-
Type: Task
-
Resolution: Done
-
Priority: Major - P3
-
None
-
Affects Version/s: 3.0.1
-
Component/s: Connection Management, Error Handling
-
Environment:Ubuntu Linux 14.04, JDK 7
I am trying to integrate MongoDB with Apache Spark to process data.

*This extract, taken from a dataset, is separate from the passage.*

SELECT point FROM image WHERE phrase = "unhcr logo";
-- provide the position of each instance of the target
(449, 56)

When trying to execute my program with this command (../spark-1.3.0-bin-hadoop2.4/bin/spark-submit --master spark://luis-VirtualBox:7077 --jars $(echo /home/luis/mongo-spark/lib/*.jar | tr ' ' ',') --class JavaWordCount target/scala-2.10/mongo-spark_2.10-1.0.jar mydb.testCollection mydb.outputTest7) I get the following exception:
15/03/23 17:05:34 WARN TaskSetManager: Lost task 0.1 in stage 0.0 (TID 4, 10.0.2.15): java.lang.IllegalStateException: open
at org.bson.util.Assertions.isTrue(Assertions.java:36)
at com.mongodb.DBTCPConnector.getPrimaryPort(DBTCPConnector.java:406)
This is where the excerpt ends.